Lahan berkembang cepat menjadi hunian sementara yang kumuh dan seringkali bukan pada peruntukan perumahan dalam RTRW/RDTR.

Mempertimbangkan kondisi di atas, maka terlihat peran kajian dan identifikasi terhadap suatu lahan permukiman kumuh dalam menentukan tipologi permasalahan dan kekumuhannya memiliki peran yang sangat penting sebagai dasar atau pijakan untuk memberikan arahan dalam menentukan pola penanganan kawasan kumuh. Oleh sebab itu dibutuhkan kegiatan kajian pendayagunaan tanah di permukiman kumuh yang diharapkan dapat merupakan kegiatan awal dari proses kegiatan penanganan permukiman kumuh yang utuh.

UU No. 4 Tahun 1992 tentang Perumahan dan Permukiman, Pasal 27 ayat (2) menyatakan bahwa kegiatan yang dilakukan dalam rangka peningkatan kualitas permukiman meliputi upaya melalui perbaikan atau pemugaran, peremajaan serta pengelolaan dan pemeliharaan yang berkelanjutan

Mempertimbangkan bahwa penanganan permukiman kumuh merupakan bagian yang tidak terpisahkan dari penanganan permasalahan dan strategi pembangunan kota, maka bentuk penanganan permukiman kumuh harus mengacu pada konstelasi penanganan kota. Peremajaan kota merupakan salah satu cara pengembangan kota, karenanya perlu dicermati bahwa kawasan permukiman kumuh yang akan diinventarisasi harus dibatasi pada kawasan kumuh yang akan ditangani dengan peremajaan kota atau terkait dan mendukung program peremajaan kota.
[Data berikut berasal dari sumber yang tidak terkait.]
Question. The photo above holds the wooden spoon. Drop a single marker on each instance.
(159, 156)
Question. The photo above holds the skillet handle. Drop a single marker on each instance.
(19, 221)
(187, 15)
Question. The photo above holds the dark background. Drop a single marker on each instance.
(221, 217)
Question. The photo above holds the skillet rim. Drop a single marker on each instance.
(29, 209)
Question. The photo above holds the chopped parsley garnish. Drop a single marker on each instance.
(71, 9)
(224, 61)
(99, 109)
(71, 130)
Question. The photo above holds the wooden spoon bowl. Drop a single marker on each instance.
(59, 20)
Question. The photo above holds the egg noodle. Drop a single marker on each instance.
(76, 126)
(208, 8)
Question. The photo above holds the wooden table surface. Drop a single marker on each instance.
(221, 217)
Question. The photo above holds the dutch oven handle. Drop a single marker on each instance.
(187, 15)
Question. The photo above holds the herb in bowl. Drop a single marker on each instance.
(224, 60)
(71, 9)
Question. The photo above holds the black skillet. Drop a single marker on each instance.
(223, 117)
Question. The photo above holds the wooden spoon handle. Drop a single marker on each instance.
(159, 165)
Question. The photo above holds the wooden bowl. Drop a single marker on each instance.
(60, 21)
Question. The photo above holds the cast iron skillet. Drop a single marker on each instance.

Saat ini di Kabupaten Pidie Provinsi Aceh masih terdapat permukiman – permukiman yang dikategorikan kumuh. Keterbatasan dan kualitas dari sarana dan prasarana permukiman yang tidak memadai untuk suatu kawasan permukiman menjadi salah satu permasalahan mendasar yang terjadi di daerah tersebut. Hal tersebut telah disadari oleh pemerintah daerah maupun pemerintah pusat. Program – program rencana tindak dan strategi penangannya mulai disusun melalui peningkatan kapasitas dan kapabilitas kelembagaan pengelolaan penanganan permukiman kumuh dengan keyakinan dasar bahwa suatu permukiman yang responsive dapat secara langsung mendukung pengembangan jatidiri, produktifitas dan kemandirian masyarakat penghuninya. Bila hal tersebut terlaksana sebagaimana mestinya, maka permukiman kumuh di kawasan Kabupaten Pidie dapat diminimalisir keberadaannya.

POTENSI KAWASAN
Berbagai potensi yang ada dalam pengembangan di Gampong Blang Asan adalah sebagai berikut:
1. Cukup besarnya proporsi distribusi penduduk Gampong Blang Asan terhadap Kawasan Perkotaan Sigli setelah Gampong Keramat dan Gajah Ayee, yaitu sebesar ± 5,8 % atau 2.069 jiwa dari total jumlah penduduk Kawasan Perkotaan Sigli sebesar 35.685 jiwa, dapat menjadi potensi bagi pembangunan lokal di wilayah Gampong. Namun demikian perlu di kelola dengan baik agar tidak menjadi faktor yang menghambat perkembangan kawasan,
2. Adanya rencana pengembangan perumahan perkotaan
3. Adanya rencana pengembangan rencana kawasan campuran di koridor jalan utama Banda Aceh (Jl Tgk. Cik Ditiro)-Medan (Jl. Prof A. Madjid Ibrahim)
4. Posisi strategis kawasan yang berada di pusat kota bisa dijangkau dari berbagai arah
5. Kecenderungan jadi pusat inti kegiatan diantara 2 kutub pertumbuhan kawasan perkotaan Hierarki I (Pelayanan Kabupaten) dan Hierarki II (Pelayanan Skala Perkotaan).
6. Masih cukup banyak lahan non terbangun di Gampong Blang Asan, dapat menjadi potensi bagi pengembangan dan peremajaan kawasan.



PERMASALAHAN KAWASAN
Berbagai permasalahan pengembangan Gampong Blang Asan dapat dikelompokan menjadi 3 (tiga) aspek, yaitu: aspek fisik dan tata ruang, aspek prasarana dan sarana serta aspek lingkungan.
1. Permasalahan Fisik dan Tata Ruang
 Adanya kecenderungan semakin meluasnya kawasan permukiman kumuh di sekitar daerah aliran sungai Kreung Baro perlu ditindaklanjuti dengan upaya perencanaan yang tepat dan upaya pengendalian yang ketat.
 Pola pemanfaatan ruang yang tidak seiimbang berkembang tidak terkendali dan cenderung kurang optimal di pinggiran Gampong Blang Asan membutuhkan pola penanganan yang tepat agar kegiatan masyarakat sekitar dapat berjalan dengan semestinya.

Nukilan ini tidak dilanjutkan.